La cuisine bulgare s'est construite au carrefour des influences slaves, ottomanes et méditerranéennes, avec pour ingrédients de prédilection les légumes gorgés de soleil, le fromage blanc en saumure appelé sirene et le yaourt fermenté dont le pays a fait un symbole national. Retrouvez le guide complet de la Bulgarie pour préparer l'ensemble de votre séjour.
D'un bout à l'autre du pays, les saveurs varient sans jamais se contredire : les montagnes des Rhodopes privilégient les préparations à base de pommes de terre et de fromages fermiers, la vallée de Thrace mise sur les ragoûts mijotés et le vin, tandis que le littoral de la mer Noire ouvre la carte aux poissons grillés. Cette diversité repose sur un socle commun de produits simples, cuisinés longuement et partagés en famille.
Cette page présente les spécialités qui définissent la cuisine bulgare, les identités régionales qui la nuancent et la manière dont les repas sont réellement organisés au quotidien.
⚡ Comprendre la gastronomie en Bulgarie en 30 secondes
- Une cuisine généreuse et mijotée, marquée par l'héritage ottoman et slave.
- Trois emblèmes : la banitsa (feuilleté au fromage), la shopska salata et le kavarma (ragoût en pot de terre).
- Le sirene (fromage blanc en saumure) et le yaourt structurent presque tous les repas.
- La rakia, eau-de-vie de fruits, est la boisson la plus représentative du pays.
- Une cuisine qui se distingue de ses voisines par la place centrale du yaourt fermenté et des cuissons lentes en pot de terre cuite.
Que manger en Bulgarie ?
Les salades et mezze froids
Le repas bulgare démarre presque toujours par une salade et quelques mezze partagés. Les salades composées de légumes crus (tomates, concombres, poivrons, oignons) recouvertes de fromage émietté forment la base de cette entrée, complétée par des pâtes à tartiner à base de légumes rôtis.
Les plats mijotés en marmite de terre
La cuisson longue en pot de terre cuite est une signature du pays.
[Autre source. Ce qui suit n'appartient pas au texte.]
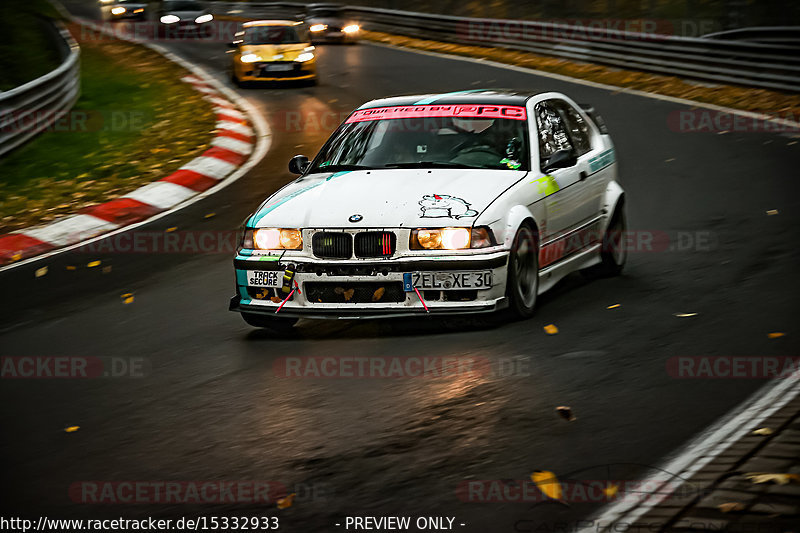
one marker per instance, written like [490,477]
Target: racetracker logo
[733,367]
[176,492]
[379,367]
[66,367]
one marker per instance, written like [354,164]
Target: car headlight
[272,239]
[450,238]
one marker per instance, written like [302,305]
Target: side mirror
[560,159]
[298,164]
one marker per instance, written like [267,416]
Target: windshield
[182,5]
[274,35]
[430,136]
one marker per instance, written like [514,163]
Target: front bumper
[311,274]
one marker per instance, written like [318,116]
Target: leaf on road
[565,412]
[283,503]
[547,483]
[770,477]
[730,507]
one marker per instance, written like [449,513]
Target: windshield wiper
[337,168]
[428,164]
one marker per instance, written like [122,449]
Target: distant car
[183,17]
[273,50]
[123,9]
[327,23]
[467,202]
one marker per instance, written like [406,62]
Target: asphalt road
[211,406]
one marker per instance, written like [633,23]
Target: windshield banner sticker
[479,111]
[445,206]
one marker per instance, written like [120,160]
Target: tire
[522,281]
[283,326]
[613,254]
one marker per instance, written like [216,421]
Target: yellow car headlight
[275,239]
[451,238]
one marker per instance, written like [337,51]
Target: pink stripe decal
[461,111]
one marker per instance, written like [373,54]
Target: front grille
[375,244]
[332,245]
[355,293]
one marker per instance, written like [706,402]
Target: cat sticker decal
[445,206]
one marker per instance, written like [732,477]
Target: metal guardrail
[753,64]
[36,105]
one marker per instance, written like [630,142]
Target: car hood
[385,198]
[267,52]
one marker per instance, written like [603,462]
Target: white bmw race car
[464,202]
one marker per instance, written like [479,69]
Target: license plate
[278,67]
[449,280]
[265,278]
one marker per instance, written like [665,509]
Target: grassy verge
[759,100]
[135,122]
[27,49]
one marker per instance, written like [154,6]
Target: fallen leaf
[611,490]
[565,412]
[551,329]
[547,483]
[769,477]
[730,507]
[283,503]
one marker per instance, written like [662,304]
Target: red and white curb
[241,140]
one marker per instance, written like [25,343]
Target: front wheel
[522,282]
[283,326]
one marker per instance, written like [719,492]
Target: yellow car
[273,50]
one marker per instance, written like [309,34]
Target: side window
[579,131]
[552,131]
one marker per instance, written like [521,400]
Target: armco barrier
[33,107]
[769,65]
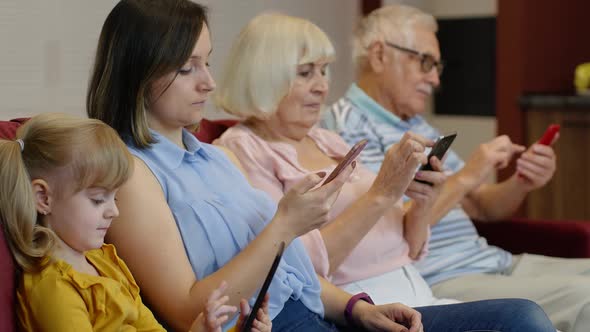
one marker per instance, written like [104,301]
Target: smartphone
[347,160]
[549,134]
[247,327]
[442,144]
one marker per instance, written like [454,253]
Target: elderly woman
[277,81]
[188,218]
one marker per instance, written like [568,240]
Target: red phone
[348,159]
[549,134]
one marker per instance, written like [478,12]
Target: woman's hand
[400,163]
[216,312]
[304,208]
[394,317]
[536,166]
[262,323]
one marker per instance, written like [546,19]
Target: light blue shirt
[455,248]
[218,213]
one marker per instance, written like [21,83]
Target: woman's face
[183,102]
[299,111]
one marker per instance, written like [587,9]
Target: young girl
[58,184]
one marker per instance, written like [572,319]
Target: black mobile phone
[258,304]
[347,160]
[442,144]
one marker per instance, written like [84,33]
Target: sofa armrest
[570,239]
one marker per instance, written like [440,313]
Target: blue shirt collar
[172,154]
[374,110]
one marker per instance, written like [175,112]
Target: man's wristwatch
[353,300]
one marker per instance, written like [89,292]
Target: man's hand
[493,155]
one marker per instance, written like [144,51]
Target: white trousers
[404,285]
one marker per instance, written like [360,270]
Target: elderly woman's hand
[399,165]
[388,317]
[304,208]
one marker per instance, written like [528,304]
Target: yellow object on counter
[582,78]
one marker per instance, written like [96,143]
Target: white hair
[262,63]
[394,23]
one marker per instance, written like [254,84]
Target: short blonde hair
[74,152]
[394,23]
[262,63]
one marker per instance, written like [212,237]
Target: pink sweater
[274,168]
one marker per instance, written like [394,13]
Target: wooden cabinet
[567,195]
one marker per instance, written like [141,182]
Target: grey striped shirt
[455,248]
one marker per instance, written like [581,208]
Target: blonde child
[58,183]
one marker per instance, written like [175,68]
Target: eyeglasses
[427,61]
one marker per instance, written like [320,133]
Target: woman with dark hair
[188,217]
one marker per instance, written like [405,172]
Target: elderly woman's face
[299,111]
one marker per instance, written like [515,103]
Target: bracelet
[350,304]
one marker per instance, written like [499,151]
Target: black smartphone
[442,144]
[247,327]
[347,160]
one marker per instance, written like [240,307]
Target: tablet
[258,304]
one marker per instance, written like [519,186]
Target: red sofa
[553,238]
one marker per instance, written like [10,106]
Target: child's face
[82,219]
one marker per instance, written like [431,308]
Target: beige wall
[471,130]
[48,46]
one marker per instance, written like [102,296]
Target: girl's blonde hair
[262,63]
[78,153]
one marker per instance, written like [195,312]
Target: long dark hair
[140,42]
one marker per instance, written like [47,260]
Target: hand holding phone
[438,150]
[347,160]
[549,134]
[260,299]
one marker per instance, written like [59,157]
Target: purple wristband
[353,300]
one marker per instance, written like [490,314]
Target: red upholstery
[7,268]
[7,294]
[552,238]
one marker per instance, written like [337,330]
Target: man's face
[407,86]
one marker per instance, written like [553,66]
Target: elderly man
[398,65]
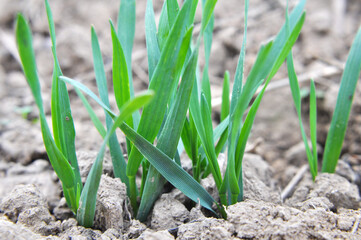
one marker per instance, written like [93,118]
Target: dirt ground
[320,53]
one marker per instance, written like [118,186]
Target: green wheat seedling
[171,57]
[199,137]
[172,67]
[337,131]
[60,146]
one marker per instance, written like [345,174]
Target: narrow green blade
[63,125]
[125,32]
[120,73]
[170,170]
[172,11]
[151,39]
[61,166]
[297,100]
[163,79]
[169,137]
[313,123]
[87,202]
[119,164]
[96,121]
[342,111]
[207,143]
[225,97]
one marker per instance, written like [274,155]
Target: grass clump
[337,131]
[176,107]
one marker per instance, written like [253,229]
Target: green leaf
[96,121]
[61,166]
[63,125]
[207,141]
[342,111]
[87,202]
[170,170]
[120,73]
[225,97]
[119,164]
[297,100]
[151,39]
[169,137]
[313,124]
[163,79]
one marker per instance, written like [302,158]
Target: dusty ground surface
[312,210]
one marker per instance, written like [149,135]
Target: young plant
[341,113]
[233,131]
[60,147]
[170,55]
[170,58]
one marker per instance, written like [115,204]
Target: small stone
[111,233]
[62,211]
[337,189]
[135,230]
[150,235]
[86,160]
[10,230]
[168,213]
[26,205]
[109,213]
[68,224]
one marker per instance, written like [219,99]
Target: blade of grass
[296,94]
[207,143]
[230,181]
[63,125]
[125,32]
[297,99]
[163,79]
[313,123]
[170,170]
[96,121]
[342,111]
[88,197]
[169,137]
[119,164]
[151,39]
[120,73]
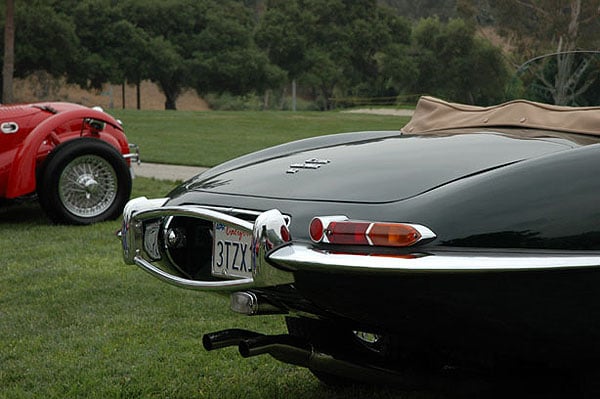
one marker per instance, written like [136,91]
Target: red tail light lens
[352,233]
[393,235]
[340,230]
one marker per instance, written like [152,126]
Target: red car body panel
[39,128]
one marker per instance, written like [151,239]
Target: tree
[46,40]
[455,64]
[539,27]
[333,47]
[9,53]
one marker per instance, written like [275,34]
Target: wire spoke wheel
[84,181]
[88,186]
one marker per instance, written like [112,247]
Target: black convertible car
[469,239]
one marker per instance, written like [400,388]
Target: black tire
[84,181]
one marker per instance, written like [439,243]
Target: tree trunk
[123,95]
[9,54]
[563,92]
[138,94]
[170,103]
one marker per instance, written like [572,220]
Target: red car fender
[22,177]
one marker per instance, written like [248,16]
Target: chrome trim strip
[193,284]
[302,257]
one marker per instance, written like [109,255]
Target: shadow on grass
[23,211]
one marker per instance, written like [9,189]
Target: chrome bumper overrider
[274,259]
[266,233]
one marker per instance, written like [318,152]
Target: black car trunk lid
[379,170]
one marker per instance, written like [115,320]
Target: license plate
[231,251]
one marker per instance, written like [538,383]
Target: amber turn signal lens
[393,235]
[340,230]
[316,230]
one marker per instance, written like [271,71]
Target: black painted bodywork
[478,191]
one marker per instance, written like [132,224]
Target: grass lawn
[76,322]
[211,137]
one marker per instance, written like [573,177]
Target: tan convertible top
[433,114]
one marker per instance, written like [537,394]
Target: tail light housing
[341,230]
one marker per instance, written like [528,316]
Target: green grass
[76,322]
[211,137]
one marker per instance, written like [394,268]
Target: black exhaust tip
[225,338]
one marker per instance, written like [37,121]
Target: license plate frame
[232,251]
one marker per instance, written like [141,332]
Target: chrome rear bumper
[274,259]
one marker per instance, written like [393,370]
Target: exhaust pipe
[285,348]
[297,351]
[225,338]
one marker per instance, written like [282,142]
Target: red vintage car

Viandes, légumes et parfois vin y mijotent pendant plusieurs heures pour donner des ragoûts consistants, servis directement dans leur récipient de cuisson.
Les grillades de viande hachée
Sur le modèle des skara (grillades) des Balkans, la viande hachée assaisonnée se décline en boulettes et croquettes cuites au feu de bois, incontournables aussi bien à table qu'en street food.
Les pâtisseries feuilletées salées et sucrées
La pâte filo, superposée en fines couches, sert de base à des feuilletés garnis de fromage, d'épinards ou de courge, consommés à toute heure de la journée, du petit-déjeuner à la collation d'après-midi.
Les spécialités de la mer Noire et des rivières de montagne
Si la viande domine la cuisine bulgare, le littoral oriental et les rivières des Rhodopes offrent une autre facette : petits poissons frits sur la côte, truite grillée en montagne, deux traditions bien distinctes de la cuisine intérieure du pays.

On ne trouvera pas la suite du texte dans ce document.